Robert Rector, an analyst at the conservative Heritage Foundation, scoffed at the idea that government should not teach marriage skills.
"A class on parenting, that's fine, a class on breastfeeding, that's fine," Mr. Rector said, "but somehow this particular matter is something we don't want to touch."
Mr. Rector has advocated devoting much more federal welfare money for promoting marriage.
Referring to the rise in the percentage of children born to unmarried women, to 33.2 percent in 2000 from 5 percent in 1960, Mr. Rector said, "This is something that's really happened in the last 40 years."
He added, "It's not socially inevitable, and it can be reversed."
Still, Bruce Reed, a domestic policy adviser in the Clinton administration who played a major role in steering the 1996 law, said the best way to promote families was "to promote and require work."

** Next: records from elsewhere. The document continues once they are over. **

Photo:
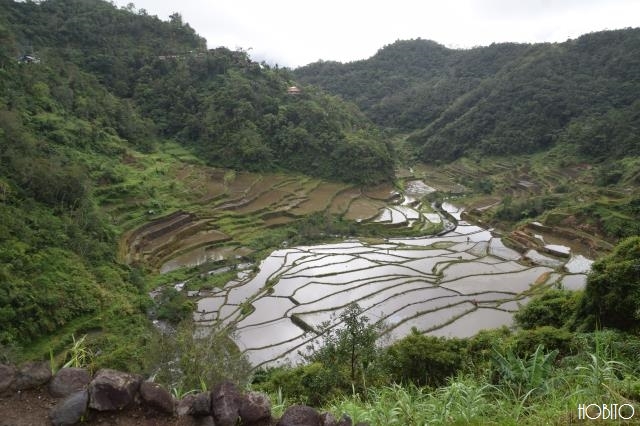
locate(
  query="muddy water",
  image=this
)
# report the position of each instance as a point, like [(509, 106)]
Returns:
[(450, 285)]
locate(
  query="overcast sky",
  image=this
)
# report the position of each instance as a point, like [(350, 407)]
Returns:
[(294, 33)]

"The theory behind the '96 law," Mr. Reed said, "was that by requiring work and ending welfare as a way of life we would get government out of the business of enabling a culture of single parenthood. It took us a long time to get into this mess. It's going to take a long time to get out of it."
Others maintain that simply easing the economic distress on low- income, two-parent families would do more to strengthen marriages than any class on relationship skills. Dr. Horn said the government should do both.
Dr. Horn is a longtime participant in the marriage and fatherhood debates. He served in the previous Bush administration, as commissioner for children, youth and families, and later headed the National Fatherhood Initiative, a private group intended to promote the importance of fathers.
Even before he joined the current Bush administration, he was a strong advocate of public policies to encourage marriage, arguing that too often the government was not neutral on marriage but actually created disincentives against it.
The nomination to his current job generated some controversy because in the mid-1990's he suggested that government encourage marriage by giving preference to married couples in programs like public housing. He has since repudiated the idea.
Dr. Horn said the moment is right for a new effort on marriage.
"Ninety percent of Americans either have been married, were married or will be married," he said. "It isn't like some product we have to sell. So how do we help people achieve the goal of a healthy marriage, which most people say they want?"
Low-income people, he said, were no different.